FWIW, as a Star Wars kid, I’m mostly OK with this ginormous SW revival over at the Mouse. The prequel trilogy — especially Attack of the Clones — already broke the seal in terms of bringing bad Star Wars into the world. So, even if this all seems extremely commercialized even for a franchise that was always driven by toy sales, I’m still curious to see other diverse and talented filmmakers playing in the great sandbox Lucas made. But JJ Abrams? Eh. I already saw his Star Wars movie back when it was called Star Trek.

Update: Mark Hamill discusses the current situation.

Without Chemicals, He Shakes.


If you’ve also been wondering how Agent Cooper has been faring in the Black Lodge after two decades — presuming you never got him out — the answer is: NOT WELL. (Also, I thought I was relatively well-versed in bizarre Internet memes, but this Harlem Shake business had to this point totally passed me by.)

Update: Harlem is not amused.

The Lion and the Mutants.

From facing off against the wolves of the north to battling a Canadian wolverine, word breaks that Peter Dinklage is set to play the villain in Bryan Singer’s X-Men: Days of Future Past. (That may mean he’s Sentinel creator Bolivar Trask, although the jury’s still out.
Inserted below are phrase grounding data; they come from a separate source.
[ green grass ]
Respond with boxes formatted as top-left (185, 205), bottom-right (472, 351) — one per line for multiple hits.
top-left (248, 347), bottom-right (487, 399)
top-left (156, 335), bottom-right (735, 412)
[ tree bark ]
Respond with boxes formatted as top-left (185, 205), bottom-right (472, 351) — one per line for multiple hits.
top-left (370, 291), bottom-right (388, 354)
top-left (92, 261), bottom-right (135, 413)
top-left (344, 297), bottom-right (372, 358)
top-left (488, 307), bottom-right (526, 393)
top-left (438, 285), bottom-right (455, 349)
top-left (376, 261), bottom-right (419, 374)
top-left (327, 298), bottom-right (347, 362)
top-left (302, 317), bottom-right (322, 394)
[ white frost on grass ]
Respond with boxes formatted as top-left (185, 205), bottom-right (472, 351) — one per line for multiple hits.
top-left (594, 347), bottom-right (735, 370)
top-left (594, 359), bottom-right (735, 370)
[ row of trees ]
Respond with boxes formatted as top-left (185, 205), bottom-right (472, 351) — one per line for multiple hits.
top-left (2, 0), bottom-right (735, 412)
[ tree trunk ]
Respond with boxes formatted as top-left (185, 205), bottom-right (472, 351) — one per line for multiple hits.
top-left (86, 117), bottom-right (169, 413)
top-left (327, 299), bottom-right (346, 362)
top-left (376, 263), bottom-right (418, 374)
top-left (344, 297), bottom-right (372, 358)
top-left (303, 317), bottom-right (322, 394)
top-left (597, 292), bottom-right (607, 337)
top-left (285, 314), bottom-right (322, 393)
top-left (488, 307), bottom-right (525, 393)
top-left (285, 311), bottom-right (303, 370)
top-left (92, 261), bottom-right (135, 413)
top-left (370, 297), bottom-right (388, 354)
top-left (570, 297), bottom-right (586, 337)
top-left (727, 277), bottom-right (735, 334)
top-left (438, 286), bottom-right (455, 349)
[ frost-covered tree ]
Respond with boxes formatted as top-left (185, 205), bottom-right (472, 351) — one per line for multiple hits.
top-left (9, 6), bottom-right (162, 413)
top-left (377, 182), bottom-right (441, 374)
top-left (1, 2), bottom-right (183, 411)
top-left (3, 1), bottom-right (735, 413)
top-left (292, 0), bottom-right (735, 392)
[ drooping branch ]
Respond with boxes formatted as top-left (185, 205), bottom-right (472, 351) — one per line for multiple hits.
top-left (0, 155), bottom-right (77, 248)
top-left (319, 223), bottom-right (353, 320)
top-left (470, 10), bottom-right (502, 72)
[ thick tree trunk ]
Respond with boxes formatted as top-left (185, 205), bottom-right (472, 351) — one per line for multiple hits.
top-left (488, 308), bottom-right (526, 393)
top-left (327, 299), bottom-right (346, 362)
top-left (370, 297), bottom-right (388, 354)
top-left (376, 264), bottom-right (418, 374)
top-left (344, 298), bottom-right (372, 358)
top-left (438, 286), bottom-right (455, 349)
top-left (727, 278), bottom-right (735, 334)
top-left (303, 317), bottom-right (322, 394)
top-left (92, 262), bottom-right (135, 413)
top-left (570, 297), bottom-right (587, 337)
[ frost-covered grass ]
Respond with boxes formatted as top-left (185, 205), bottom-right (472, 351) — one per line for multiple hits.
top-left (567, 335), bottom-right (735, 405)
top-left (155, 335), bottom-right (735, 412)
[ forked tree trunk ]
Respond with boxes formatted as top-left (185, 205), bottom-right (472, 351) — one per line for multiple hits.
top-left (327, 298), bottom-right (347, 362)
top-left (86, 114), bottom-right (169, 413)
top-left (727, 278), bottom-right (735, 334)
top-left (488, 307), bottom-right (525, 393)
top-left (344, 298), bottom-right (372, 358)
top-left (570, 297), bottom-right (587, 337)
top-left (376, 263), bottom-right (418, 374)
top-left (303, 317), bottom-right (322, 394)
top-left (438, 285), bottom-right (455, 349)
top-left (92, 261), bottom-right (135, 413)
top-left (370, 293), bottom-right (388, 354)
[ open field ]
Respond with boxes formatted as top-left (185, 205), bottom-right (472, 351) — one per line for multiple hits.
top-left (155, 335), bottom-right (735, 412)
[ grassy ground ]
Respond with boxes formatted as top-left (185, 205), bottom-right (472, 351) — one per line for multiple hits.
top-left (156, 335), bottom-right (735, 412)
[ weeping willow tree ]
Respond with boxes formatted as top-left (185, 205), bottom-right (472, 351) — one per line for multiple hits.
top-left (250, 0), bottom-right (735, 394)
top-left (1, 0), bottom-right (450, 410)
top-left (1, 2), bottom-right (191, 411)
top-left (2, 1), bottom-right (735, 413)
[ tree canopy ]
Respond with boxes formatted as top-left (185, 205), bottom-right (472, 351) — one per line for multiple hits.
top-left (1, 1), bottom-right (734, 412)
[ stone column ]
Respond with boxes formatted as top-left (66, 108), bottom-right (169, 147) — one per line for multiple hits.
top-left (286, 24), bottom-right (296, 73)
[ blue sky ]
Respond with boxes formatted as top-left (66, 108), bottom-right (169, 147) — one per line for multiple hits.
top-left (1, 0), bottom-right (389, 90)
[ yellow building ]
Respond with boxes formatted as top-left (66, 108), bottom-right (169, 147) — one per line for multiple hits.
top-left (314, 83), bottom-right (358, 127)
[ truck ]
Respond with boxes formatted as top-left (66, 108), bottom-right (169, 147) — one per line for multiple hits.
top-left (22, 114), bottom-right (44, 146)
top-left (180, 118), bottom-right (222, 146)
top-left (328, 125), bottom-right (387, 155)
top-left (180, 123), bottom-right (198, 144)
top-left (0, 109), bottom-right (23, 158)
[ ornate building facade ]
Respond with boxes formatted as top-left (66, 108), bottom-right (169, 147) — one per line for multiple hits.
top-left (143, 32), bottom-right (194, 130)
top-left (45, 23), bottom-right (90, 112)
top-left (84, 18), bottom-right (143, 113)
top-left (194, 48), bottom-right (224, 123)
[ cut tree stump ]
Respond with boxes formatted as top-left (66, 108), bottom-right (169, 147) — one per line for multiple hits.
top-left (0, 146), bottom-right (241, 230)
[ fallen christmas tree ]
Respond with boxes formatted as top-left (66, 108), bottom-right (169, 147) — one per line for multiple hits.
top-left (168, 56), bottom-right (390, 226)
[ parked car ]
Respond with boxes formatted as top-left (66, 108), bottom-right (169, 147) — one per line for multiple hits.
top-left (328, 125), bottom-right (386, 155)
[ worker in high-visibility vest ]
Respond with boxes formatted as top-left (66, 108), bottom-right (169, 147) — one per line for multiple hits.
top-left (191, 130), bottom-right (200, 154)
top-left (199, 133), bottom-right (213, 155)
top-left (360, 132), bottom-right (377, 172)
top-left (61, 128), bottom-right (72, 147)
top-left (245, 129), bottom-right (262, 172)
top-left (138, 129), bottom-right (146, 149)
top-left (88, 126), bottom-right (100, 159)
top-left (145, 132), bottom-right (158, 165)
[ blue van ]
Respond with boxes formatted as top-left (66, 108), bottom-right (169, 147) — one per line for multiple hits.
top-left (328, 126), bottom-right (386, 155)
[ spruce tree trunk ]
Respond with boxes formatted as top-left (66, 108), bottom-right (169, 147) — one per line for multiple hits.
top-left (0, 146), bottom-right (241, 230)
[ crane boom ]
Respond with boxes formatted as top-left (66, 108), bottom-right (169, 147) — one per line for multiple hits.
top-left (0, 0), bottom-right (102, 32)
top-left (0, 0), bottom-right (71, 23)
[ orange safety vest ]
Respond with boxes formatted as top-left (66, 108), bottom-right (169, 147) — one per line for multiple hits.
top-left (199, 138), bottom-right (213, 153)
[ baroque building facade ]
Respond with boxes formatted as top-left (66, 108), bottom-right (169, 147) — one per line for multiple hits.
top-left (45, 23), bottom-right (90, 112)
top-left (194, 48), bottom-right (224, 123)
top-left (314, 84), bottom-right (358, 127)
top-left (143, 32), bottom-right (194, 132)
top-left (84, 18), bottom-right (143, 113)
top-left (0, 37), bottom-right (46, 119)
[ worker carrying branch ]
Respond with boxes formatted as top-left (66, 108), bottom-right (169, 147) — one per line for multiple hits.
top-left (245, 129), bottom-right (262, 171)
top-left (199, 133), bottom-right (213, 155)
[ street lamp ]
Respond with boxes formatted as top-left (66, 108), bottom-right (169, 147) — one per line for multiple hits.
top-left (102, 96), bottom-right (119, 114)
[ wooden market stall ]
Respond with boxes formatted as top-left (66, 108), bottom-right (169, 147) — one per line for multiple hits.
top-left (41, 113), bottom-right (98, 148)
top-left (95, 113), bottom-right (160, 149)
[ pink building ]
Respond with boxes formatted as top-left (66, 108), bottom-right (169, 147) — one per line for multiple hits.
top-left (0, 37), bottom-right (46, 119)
Note also the Season 3 scar across Tyrion’s face above.)

I get the feeling X:DFP is either going to be amazing or an overstuffed Last Stand-like disaster. Still, it’s yet another testament to just how decisively fanboys have won the culture war when they’re making a movie of one of the most iconic X-Men tales with both casts from the previous films — the McAvoy/Fassbender/Lawrence team of First Class and the Stewart/McKellen/Jackman team of the first three films. An ensemble movie and no mistake.

Update: Even more X-Men: Now Singer is teasing the return of Cyclops and Jean Grey.

Breaking Very Very Bad.

“In The Sparrow we follow two stories: The global miscommunications that arise when one culture attempts to convert another, and one man’s crippling loss of faith. On February 1st, Russell herself announced that The Sparrow might finally be flying from page to screen.” In intriguing TV news, AMC options Mary Doria Russell’s The Sparrow for a possible television series. (My thoughts on the book are here, and its sequel here.) Now, who to play Father Sandoz…Ciaran Hinds?

Mrs. Peel, We are Needed.

“Granted, The Avengers’ vision of Britishness, while rooted in some truths about the national character, was pure fantasy. But it’s an attractive fantasy: this land where the heroes are tasteful yet fashionable, reserved yet lascivious, demure yet effective.”

Before Mulder and Scully, there was Steed and Peel: In the AV Club, Noel Murray sings the praises of “The Avengers’ stylish, lascivious vision of Britishness. I’ll confess that Mrs. Peel remains one of my earliest and enduring fanboy crushes. “[T]he secret to The Avengers’ ribaldry was that it isn’t just about sex: It’s also about power. Gale and Peel didn’t just flummox men with their beauty; they also had brilliant minds, and they kicked gents’ posteriors, routinely.” (Images via Heather McLendon.)